Tam aralarında oturan, bacaklarını çaprazlamış, kolları
göğsünde bekleyen Feris ise tamamen sessizdi.
Leyan’ı cevapsız bırakmak istiyordum.
Henüz durumu sindirmiş değildim.
“Daha beyni bile gelişimini tamamlamamış bir yerden bitme
için, bunca yıl hiçbir sorun yaşamadığın okulunda büyük bir saçmalığın
ortasında kaldın öyle mi Leyan?”
Müdürle konuştuğum andan sonra odadan bir hışımla çıkmam,
arabaya binmemiz ve dersleri henüz bitmese de kızları da peşimizden eve
getirmem sisli bir bulutun ardında gibiydi.

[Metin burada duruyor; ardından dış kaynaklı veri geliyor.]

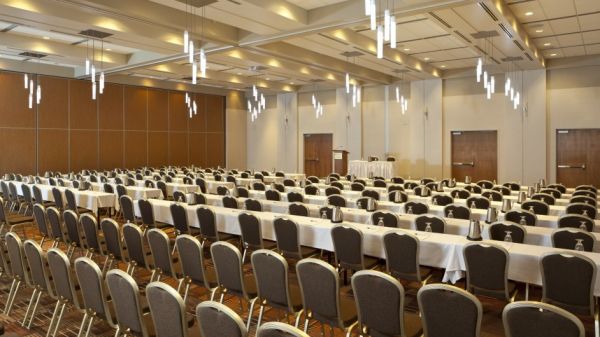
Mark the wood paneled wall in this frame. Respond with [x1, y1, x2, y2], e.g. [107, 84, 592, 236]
[0, 71, 226, 175]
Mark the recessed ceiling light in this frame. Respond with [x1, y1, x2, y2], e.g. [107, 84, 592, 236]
[543, 42, 551, 46]
[43, 36, 50, 40]
[106, 48, 112, 51]
[266, 77, 270, 80]
[403, 48, 410, 51]
[237, 72, 242, 75]
[441, 65, 446, 68]
[424, 57, 430, 61]
[535, 29, 543, 33]
[550, 53, 557, 56]
[290, 82, 294, 84]
[525, 11, 534, 16]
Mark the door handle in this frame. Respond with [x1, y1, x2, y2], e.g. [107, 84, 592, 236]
[452, 162, 474, 167]
[558, 164, 586, 169]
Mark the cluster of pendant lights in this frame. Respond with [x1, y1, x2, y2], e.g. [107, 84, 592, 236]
[84, 40, 105, 100]
[395, 85, 408, 114]
[504, 64, 521, 110]
[185, 92, 198, 118]
[476, 57, 495, 101]
[476, 57, 521, 110]
[23, 73, 41, 109]
[311, 93, 324, 118]
[248, 85, 266, 122]
[182, 1, 207, 85]
[345, 73, 361, 108]
[365, 0, 398, 58]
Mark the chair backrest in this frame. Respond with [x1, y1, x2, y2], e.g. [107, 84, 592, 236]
[196, 301, 248, 337]
[551, 228, 595, 252]
[404, 201, 429, 215]
[253, 182, 266, 191]
[558, 214, 594, 232]
[569, 195, 596, 206]
[146, 281, 189, 337]
[210, 241, 249, 299]
[256, 322, 310, 337]
[488, 221, 526, 243]
[547, 184, 567, 194]
[74, 257, 115, 326]
[24, 239, 53, 295]
[432, 194, 453, 206]
[100, 218, 123, 259]
[531, 193, 556, 205]
[106, 269, 148, 336]
[476, 180, 494, 189]
[138, 199, 156, 226]
[80, 213, 102, 253]
[418, 284, 482, 337]
[492, 185, 511, 196]
[195, 178, 207, 194]
[116, 185, 128, 198]
[304, 185, 318, 195]
[52, 187, 64, 210]
[388, 190, 408, 203]
[63, 210, 81, 247]
[541, 252, 596, 316]
[32, 185, 44, 204]
[119, 195, 135, 223]
[170, 203, 190, 234]
[463, 242, 511, 301]
[64, 189, 79, 212]
[540, 188, 561, 199]
[327, 195, 346, 207]
[325, 186, 342, 196]
[330, 181, 344, 190]
[444, 204, 471, 220]
[482, 190, 503, 202]
[351, 270, 408, 337]
[239, 212, 264, 249]
[244, 198, 262, 212]
[466, 196, 491, 210]
[147, 228, 176, 278]
[565, 202, 597, 219]
[47, 248, 79, 307]
[572, 190, 596, 198]
[251, 250, 294, 312]
[503, 301, 585, 337]
[32, 203, 50, 238]
[236, 187, 249, 198]
[575, 185, 597, 193]
[415, 215, 445, 233]
[21, 184, 33, 203]
[176, 235, 210, 288]
[383, 230, 423, 282]
[123, 223, 149, 267]
[505, 209, 537, 226]
[331, 224, 365, 271]
[288, 203, 308, 217]
[222, 196, 238, 209]
[286, 192, 303, 203]
[521, 200, 549, 215]
[361, 189, 380, 200]
[273, 217, 304, 259]
[197, 206, 219, 241]
[5, 232, 30, 283]
[403, 182, 417, 190]
[371, 211, 399, 228]
[266, 189, 281, 201]
[464, 185, 483, 194]
[450, 189, 471, 199]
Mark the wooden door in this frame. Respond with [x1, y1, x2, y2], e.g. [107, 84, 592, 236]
[451, 130, 497, 182]
[557, 129, 600, 188]
[304, 133, 333, 178]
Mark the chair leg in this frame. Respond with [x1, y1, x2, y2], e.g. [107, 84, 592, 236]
[247, 298, 258, 331]
[77, 313, 90, 337]
[22, 289, 39, 326]
[4, 279, 21, 315]
[84, 316, 94, 337]
[294, 310, 303, 328]
[25, 289, 43, 328]
[46, 301, 61, 337]
[257, 304, 265, 329]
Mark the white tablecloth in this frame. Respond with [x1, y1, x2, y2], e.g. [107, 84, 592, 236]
[348, 160, 394, 179]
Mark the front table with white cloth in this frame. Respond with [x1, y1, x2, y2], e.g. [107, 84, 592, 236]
[134, 198, 600, 294]
[348, 160, 394, 179]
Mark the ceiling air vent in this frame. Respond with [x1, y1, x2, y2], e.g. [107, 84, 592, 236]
[19, 51, 47, 58]
[249, 65, 268, 72]
[498, 23, 513, 39]
[524, 53, 534, 61]
[429, 12, 452, 28]
[454, 31, 471, 43]
[392, 69, 411, 73]
[79, 29, 113, 39]
[513, 40, 525, 51]
[501, 56, 523, 62]
[478, 3, 498, 21]
[340, 51, 364, 57]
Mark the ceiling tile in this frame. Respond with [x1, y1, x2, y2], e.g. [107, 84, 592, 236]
[548, 17, 581, 35]
[507, 0, 546, 23]
[556, 33, 584, 47]
[574, 0, 600, 14]
[578, 13, 600, 31]
[538, 0, 577, 19]
[561, 45, 586, 57]
[584, 44, 600, 55]
[582, 31, 600, 44]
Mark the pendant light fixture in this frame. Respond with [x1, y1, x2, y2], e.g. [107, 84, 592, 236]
[366, 0, 398, 55]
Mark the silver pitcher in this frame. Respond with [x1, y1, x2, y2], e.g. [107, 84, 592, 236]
[331, 206, 344, 223]
[465, 176, 472, 184]
[517, 191, 527, 204]
[393, 191, 403, 203]
[436, 182, 444, 192]
[448, 178, 457, 188]
[366, 198, 378, 212]
[186, 193, 197, 205]
[368, 171, 374, 179]
[420, 187, 431, 197]
[485, 207, 498, 224]
[527, 186, 535, 197]
[501, 199, 512, 213]
[534, 183, 541, 193]
[467, 219, 483, 241]
[539, 178, 546, 188]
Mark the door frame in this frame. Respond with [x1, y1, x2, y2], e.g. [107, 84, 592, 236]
[555, 128, 598, 187]
[303, 133, 333, 177]
[450, 130, 498, 181]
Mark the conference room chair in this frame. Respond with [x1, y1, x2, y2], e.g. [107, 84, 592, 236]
[74, 257, 118, 336]
[505, 210, 537, 226]
[415, 215, 445, 233]
[170, 203, 201, 236]
[196, 206, 237, 245]
[488, 221, 526, 243]
[387, 184, 404, 193]
[240, 172, 250, 179]
[147, 228, 180, 283]
[404, 201, 429, 215]
[304, 185, 319, 196]
[143, 179, 155, 189]
[122, 222, 151, 276]
[62, 210, 83, 257]
[4, 232, 31, 316]
[450, 189, 471, 199]
[225, 175, 236, 184]
[195, 178, 208, 194]
[7, 183, 25, 214]
[362, 189, 380, 201]
[492, 185, 511, 196]
[570, 195, 597, 205]
[79, 213, 104, 258]
[531, 193, 556, 205]
[572, 190, 597, 199]
[256, 322, 310, 337]
[383, 231, 433, 287]
[331, 225, 379, 284]
[249, 250, 303, 329]
[547, 183, 568, 194]
[295, 258, 357, 334]
[463, 242, 518, 303]
[51, 188, 65, 212]
[238, 212, 277, 263]
[282, 179, 296, 188]
[388, 190, 408, 203]
[196, 301, 248, 337]
[45, 207, 65, 248]
[391, 177, 404, 184]
[540, 188, 562, 199]
[324, 186, 341, 196]
[540, 252, 598, 334]
[575, 185, 598, 194]
[431, 194, 453, 206]
[352, 270, 422, 337]
[306, 176, 319, 184]
[521, 200, 550, 216]
[138, 199, 171, 231]
[371, 211, 399, 227]
[329, 173, 341, 180]
[476, 180, 494, 189]
[566, 202, 597, 219]
[19, 185, 34, 216]
[210, 241, 258, 329]
[244, 198, 263, 212]
[464, 185, 483, 194]
[266, 189, 282, 201]
[425, 182, 439, 192]
[22, 239, 55, 329]
[466, 196, 491, 209]
[146, 281, 200, 337]
[503, 301, 585, 337]
[327, 194, 346, 207]
[48, 177, 57, 186]
[355, 197, 373, 211]
[106, 269, 153, 337]
[444, 204, 471, 220]
[287, 192, 303, 203]
[100, 218, 126, 273]
[116, 184, 129, 199]
[237, 187, 250, 198]
[45, 248, 82, 337]
[330, 181, 344, 190]
[404, 181, 418, 190]
[418, 284, 482, 337]
[319, 206, 333, 220]
[173, 190, 187, 203]
[419, 178, 434, 185]
[217, 185, 230, 196]
[482, 190, 503, 202]
[273, 183, 286, 193]
[558, 214, 595, 232]
[273, 217, 318, 261]
[503, 182, 521, 191]
[31, 203, 50, 246]
[32, 185, 53, 208]
[222, 195, 240, 209]
[175, 235, 218, 303]
[119, 195, 137, 224]
[157, 181, 169, 200]
[373, 180, 387, 188]
[350, 182, 365, 191]
[551, 228, 595, 252]
[125, 177, 136, 187]
[288, 203, 308, 217]
[213, 174, 222, 182]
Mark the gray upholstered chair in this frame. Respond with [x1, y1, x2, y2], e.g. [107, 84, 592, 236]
[244, 198, 263, 212]
[122, 222, 150, 275]
[273, 217, 318, 260]
[371, 211, 399, 228]
[521, 200, 550, 216]
[466, 196, 491, 210]
[238, 212, 276, 262]
[558, 214, 595, 232]
[482, 190, 503, 202]
[62, 210, 82, 256]
[46, 248, 82, 337]
[404, 201, 429, 215]
[505, 210, 537, 226]
[551, 228, 595, 252]
[444, 204, 471, 220]
[80, 213, 103, 258]
[463, 242, 518, 302]
[451, 189, 471, 199]
[414, 215, 445, 233]
[100, 218, 125, 273]
[196, 206, 236, 244]
[331, 224, 379, 284]
[119, 195, 136, 223]
[146, 281, 198, 337]
[46, 206, 65, 248]
[488, 221, 526, 243]
[383, 230, 432, 286]
[288, 203, 309, 217]
[327, 194, 346, 208]
[503, 301, 585, 337]
[532, 192, 556, 205]
[32, 203, 50, 245]
[418, 284, 482, 337]
[256, 322, 310, 337]
[106, 269, 153, 337]
[566, 202, 597, 219]
[431, 194, 453, 206]
[21, 239, 55, 328]
[196, 301, 248, 337]
[175, 235, 218, 303]
[352, 270, 422, 337]
[171, 203, 200, 236]
[147, 228, 179, 283]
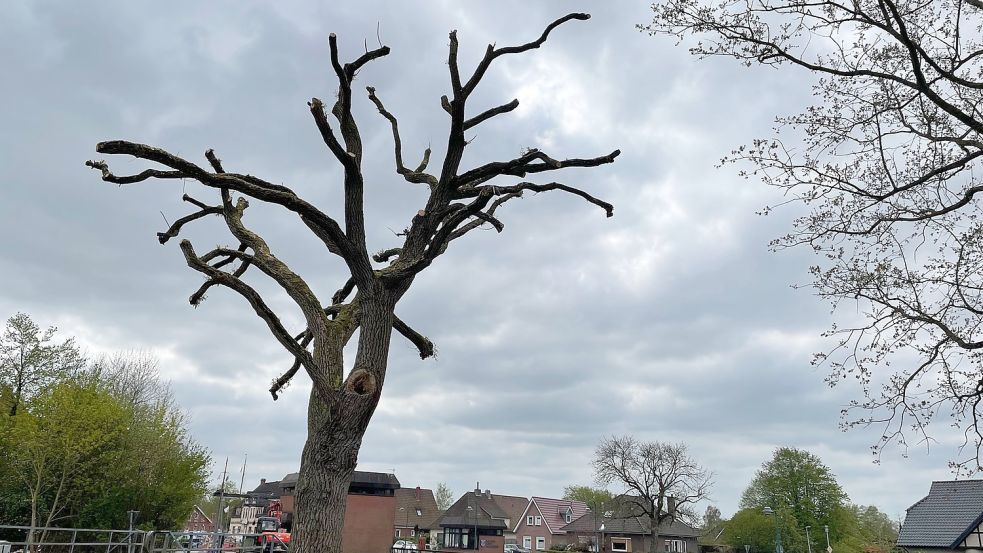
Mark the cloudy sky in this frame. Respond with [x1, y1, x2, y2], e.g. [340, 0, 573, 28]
[0, 0, 964, 521]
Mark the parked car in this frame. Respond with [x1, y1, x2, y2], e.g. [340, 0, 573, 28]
[505, 545, 529, 553]
[394, 540, 419, 550]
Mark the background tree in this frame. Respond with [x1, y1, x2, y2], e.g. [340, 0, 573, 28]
[722, 507, 805, 553]
[593, 436, 713, 552]
[0, 341, 209, 532]
[740, 448, 847, 536]
[644, 0, 983, 471]
[0, 313, 84, 416]
[86, 13, 618, 553]
[701, 505, 724, 537]
[434, 483, 454, 511]
[563, 485, 614, 510]
[9, 379, 128, 543]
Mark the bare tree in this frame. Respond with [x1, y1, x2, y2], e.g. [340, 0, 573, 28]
[645, 0, 983, 472]
[86, 14, 618, 553]
[593, 436, 712, 552]
[435, 482, 454, 511]
[0, 313, 85, 416]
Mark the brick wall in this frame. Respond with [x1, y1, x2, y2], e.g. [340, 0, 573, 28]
[342, 494, 398, 553]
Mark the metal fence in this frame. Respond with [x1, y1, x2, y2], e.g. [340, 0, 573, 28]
[0, 526, 289, 553]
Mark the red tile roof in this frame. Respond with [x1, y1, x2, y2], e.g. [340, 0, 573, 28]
[531, 497, 589, 534]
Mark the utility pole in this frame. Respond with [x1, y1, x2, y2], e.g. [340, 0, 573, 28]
[214, 458, 229, 553]
[239, 454, 247, 494]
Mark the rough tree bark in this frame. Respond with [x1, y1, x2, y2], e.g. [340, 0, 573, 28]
[87, 13, 618, 553]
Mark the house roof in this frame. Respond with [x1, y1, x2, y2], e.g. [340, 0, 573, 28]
[277, 471, 399, 492]
[492, 494, 530, 531]
[898, 480, 983, 548]
[437, 491, 512, 530]
[249, 481, 280, 499]
[561, 512, 699, 538]
[396, 487, 442, 530]
[189, 505, 213, 525]
[529, 497, 589, 534]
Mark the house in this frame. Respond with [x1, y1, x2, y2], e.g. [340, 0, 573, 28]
[395, 486, 442, 540]
[183, 505, 214, 533]
[898, 480, 983, 552]
[514, 497, 589, 551]
[493, 493, 531, 545]
[279, 470, 401, 553]
[436, 488, 516, 553]
[278, 472, 300, 529]
[559, 511, 700, 553]
[229, 477, 282, 534]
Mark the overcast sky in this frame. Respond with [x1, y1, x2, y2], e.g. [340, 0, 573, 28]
[0, 0, 964, 521]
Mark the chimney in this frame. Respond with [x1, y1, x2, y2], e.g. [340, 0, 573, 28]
[667, 496, 677, 515]
[475, 482, 481, 495]
[416, 486, 421, 500]
[260, 478, 266, 485]
[485, 489, 491, 499]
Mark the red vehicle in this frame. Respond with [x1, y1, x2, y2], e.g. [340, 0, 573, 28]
[255, 516, 290, 552]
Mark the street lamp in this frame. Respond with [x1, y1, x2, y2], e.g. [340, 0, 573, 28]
[824, 525, 832, 553]
[762, 508, 783, 553]
[805, 526, 813, 553]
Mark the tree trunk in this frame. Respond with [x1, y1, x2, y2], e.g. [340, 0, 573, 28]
[292, 289, 396, 553]
[650, 514, 660, 553]
[292, 391, 362, 553]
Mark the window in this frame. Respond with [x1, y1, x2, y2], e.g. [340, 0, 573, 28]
[611, 538, 631, 552]
[444, 528, 475, 549]
[534, 516, 542, 526]
[536, 537, 546, 551]
[524, 537, 533, 549]
[417, 509, 423, 516]
[528, 516, 535, 526]
[565, 510, 572, 523]
[665, 540, 686, 552]
[396, 529, 401, 538]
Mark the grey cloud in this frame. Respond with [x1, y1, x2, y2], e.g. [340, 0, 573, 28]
[0, 0, 954, 519]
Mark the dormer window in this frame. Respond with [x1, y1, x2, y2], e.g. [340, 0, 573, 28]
[565, 508, 573, 523]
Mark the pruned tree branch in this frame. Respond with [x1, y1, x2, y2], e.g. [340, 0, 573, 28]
[366, 86, 438, 186]
[464, 99, 520, 130]
[393, 316, 435, 360]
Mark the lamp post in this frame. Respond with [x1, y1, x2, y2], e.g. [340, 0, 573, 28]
[824, 525, 832, 553]
[805, 526, 813, 553]
[762, 507, 782, 553]
[599, 523, 605, 553]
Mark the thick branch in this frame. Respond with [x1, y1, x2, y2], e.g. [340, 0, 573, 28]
[464, 99, 520, 130]
[84, 160, 184, 184]
[88, 140, 368, 282]
[179, 240, 316, 372]
[456, 149, 620, 187]
[393, 316, 435, 360]
[463, 13, 591, 95]
[462, 180, 614, 218]
[157, 195, 223, 244]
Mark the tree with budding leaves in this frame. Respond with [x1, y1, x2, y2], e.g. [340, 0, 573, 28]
[86, 13, 618, 552]
[644, 0, 983, 472]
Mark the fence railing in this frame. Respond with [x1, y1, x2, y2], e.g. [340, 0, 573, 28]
[0, 525, 289, 553]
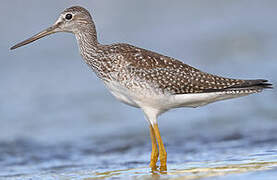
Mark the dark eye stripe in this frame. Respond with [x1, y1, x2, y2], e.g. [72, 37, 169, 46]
[65, 13, 72, 20]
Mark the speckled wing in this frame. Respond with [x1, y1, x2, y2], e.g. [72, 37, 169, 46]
[116, 43, 271, 95]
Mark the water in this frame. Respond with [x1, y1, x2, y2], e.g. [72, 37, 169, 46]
[1, 131, 277, 179]
[1, 1, 277, 179]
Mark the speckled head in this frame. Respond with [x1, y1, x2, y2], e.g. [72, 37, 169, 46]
[59, 6, 94, 33]
[10, 6, 96, 50]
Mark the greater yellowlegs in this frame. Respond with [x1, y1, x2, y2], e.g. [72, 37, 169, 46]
[11, 6, 272, 171]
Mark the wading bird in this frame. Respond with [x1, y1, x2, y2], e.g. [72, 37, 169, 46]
[11, 6, 272, 171]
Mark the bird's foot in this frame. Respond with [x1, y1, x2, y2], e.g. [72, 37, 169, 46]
[159, 165, 167, 172]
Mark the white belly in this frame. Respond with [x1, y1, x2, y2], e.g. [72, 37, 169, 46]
[103, 80, 255, 114]
[104, 81, 140, 108]
[103, 80, 171, 110]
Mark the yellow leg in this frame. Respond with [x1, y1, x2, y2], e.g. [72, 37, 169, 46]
[153, 123, 167, 171]
[149, 125, 159, 169]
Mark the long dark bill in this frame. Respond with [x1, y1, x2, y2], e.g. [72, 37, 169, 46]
[10, 24, 59, 50]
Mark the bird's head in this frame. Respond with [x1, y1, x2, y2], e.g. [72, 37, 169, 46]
[11, 6, 95, 50]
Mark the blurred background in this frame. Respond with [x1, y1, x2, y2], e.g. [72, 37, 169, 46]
[0, 0, 276, 179]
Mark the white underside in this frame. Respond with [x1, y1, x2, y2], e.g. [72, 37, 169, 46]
[104, 80, 254, 125]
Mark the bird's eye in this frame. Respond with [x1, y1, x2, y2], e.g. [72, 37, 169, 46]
[65, 13, 73, 20]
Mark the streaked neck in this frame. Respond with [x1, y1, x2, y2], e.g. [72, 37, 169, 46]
[75, 23, 101, 64]
[75, 24, 108, 79]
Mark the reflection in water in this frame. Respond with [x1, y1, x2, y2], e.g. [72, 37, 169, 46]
[3, 159, 276, 179]
[82, 161, 277, 179]
[21, 161, 277, 180]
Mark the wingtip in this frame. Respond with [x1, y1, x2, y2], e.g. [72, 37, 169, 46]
[258, 80, 273, 89]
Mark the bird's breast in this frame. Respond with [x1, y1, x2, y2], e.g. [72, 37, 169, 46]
[103, 80, 140, 108]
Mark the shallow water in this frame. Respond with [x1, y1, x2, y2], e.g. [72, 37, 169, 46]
[1, 130, 277, 179]
[1, 1, 277, 179]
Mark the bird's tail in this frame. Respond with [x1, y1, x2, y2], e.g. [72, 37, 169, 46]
[224, 79, 273, 93]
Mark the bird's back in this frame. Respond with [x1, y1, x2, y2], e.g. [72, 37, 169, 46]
[99, 43, 271, 95]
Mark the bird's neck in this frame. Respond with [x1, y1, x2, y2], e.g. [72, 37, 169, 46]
[75, 25, 103, 74]
[75, 23, 98, 54]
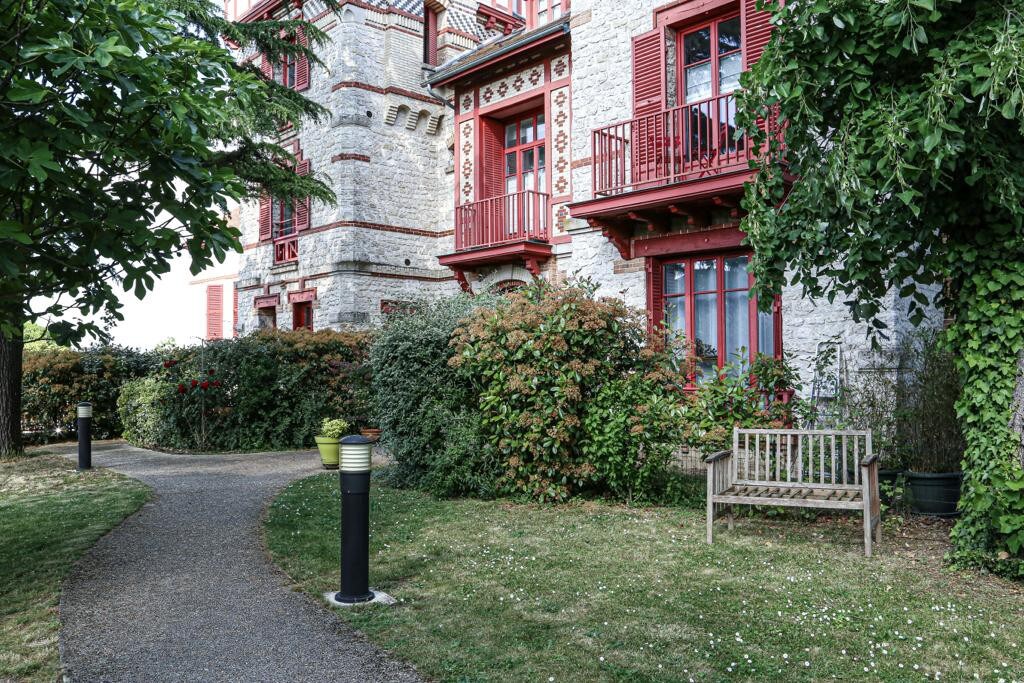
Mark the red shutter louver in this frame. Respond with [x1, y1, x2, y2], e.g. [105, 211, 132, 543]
[646, 258, 665, 338]
[295, 26, 310, 91]
[294, 159, 311, 230]
[232, 286, 238, 337]
[479, 117, 506, 199]
[260, 54, 272, 79]
[258, 195, 272, 241]
[631, 28, 668, 189]
[743, 0, 776, 68]
[631, 28, 666, 117]
[206, 284, 224, 340]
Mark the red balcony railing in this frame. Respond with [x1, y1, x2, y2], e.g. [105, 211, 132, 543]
[591, 92, 773, 197]
[455, 190, 550, 251]
[274, 236, 298, 264]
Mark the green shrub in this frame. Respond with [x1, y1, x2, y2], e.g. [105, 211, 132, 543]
[117, 330, 371, 452]
[371, 295, 499, 497]
[320, 418, 349, 439]
[452, 280, 688, 503]
[22, 346, 158, 440]
[117, 376, 177, 449]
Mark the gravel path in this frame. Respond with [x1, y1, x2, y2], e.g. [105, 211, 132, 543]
[53, 441, 421, 683]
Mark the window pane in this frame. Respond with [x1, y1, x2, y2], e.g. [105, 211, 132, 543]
[693, 258, 717, 292]
[522, 148, 534, 173]
[506, 176, 518, 194]
[724, 255, 749, 289]
[665, 298, 685, 336]
[664, 263, 686, 296]
[520, 118, 534, 144]
[505, 124, 517, 148]
[694, 292, 719, 379]
[536, 114, 545, 140]
[683, 28, 711, 64]
[505, 152, 517, 175]
[538, 146, 545, 169]
[718, 17, 741, 54]
[725, 289, 750, 373]
[758, 308, 776, 356]
[719, 52, 742, 94]
[685, 63, 712, 103]
[522, 171, 534, 194]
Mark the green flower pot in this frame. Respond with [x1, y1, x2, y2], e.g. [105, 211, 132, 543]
[906, 471, 962, 517]
[315, 436, 340, 470]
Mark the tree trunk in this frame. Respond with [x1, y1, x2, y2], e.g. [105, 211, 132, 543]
[1013, 351, 1024, 470]
[0, 320, 24, 458]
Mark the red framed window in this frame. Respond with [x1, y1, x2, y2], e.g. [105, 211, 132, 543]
[502, 111, 546, 195]
[293, 301, 313, 331]
[532, 0, 564, 26]
[274, 51, 297, 88]
[257, 306, 277, 330]
[677, 15, 741, 104]
[658, 252, 781, 379]
[271, 197, 298, 264]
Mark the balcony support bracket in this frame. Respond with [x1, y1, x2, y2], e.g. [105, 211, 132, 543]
[524, 257, 543, 278]
[588, 217, 632, 261]
[627, 211, 668, 234]
[711, 196, 741, 219]
[453, 269, 473, 295]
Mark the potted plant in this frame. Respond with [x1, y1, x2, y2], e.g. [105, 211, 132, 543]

“Kısaca Ateş diyebilirsin baba, bu yaptığın tanım biraz
uzu-…”
“Leyla!” diyerek sertçe adını seslendiğimde dudaklarını
birbirine bastırarak sustu.
“Kaç yaşındasınız siz daha? Bir çocuk yüzünden sınıf
arkadaşınla tartışman ne demek Leyan?”
Dişlerimi sıka sıka konuşuyordum. Beni rahatsız eden
Leyan’ın sınıftan herhangi bir kızla tartışması mıydı yoksa o yerden bitmenin
kızımın üzerinde bu denli etki bırakmış olması mıydı, bilmiyordum. Pekâlâ,
aslında adım kadar iyi biliyordum.
“Aşkın yaşı yok baba.” diyerek hülyalı bir biçimde
konuştuğunda Feris yanakları patlayacakmış gibi şişmiş halde gülmemeye
çalışıyordu.
Bense gözümü kırpmadan Leyan’a bakıyordum. “Neyin yaşı
yok, neyin?”
“Aşk baba, aşk. Sen ve annem gibi…” Leyla durumdan
sıkıldığından olsa gerek sabırsızca söylendiğinde bakışlarım Leyan’dan
ayrılmadı.
“Feris,” dedim düz bir sesle.
“Efendim Acarcım?”
“Kâbus mu bu? Çok gerçek hissettiriyor.”
“Ben çok sıkıldım bu konudan, bitmiyorsa gideceğim.”
Leyla oflayarak ayaklandı. “Nereye?” diyen Feris’ti.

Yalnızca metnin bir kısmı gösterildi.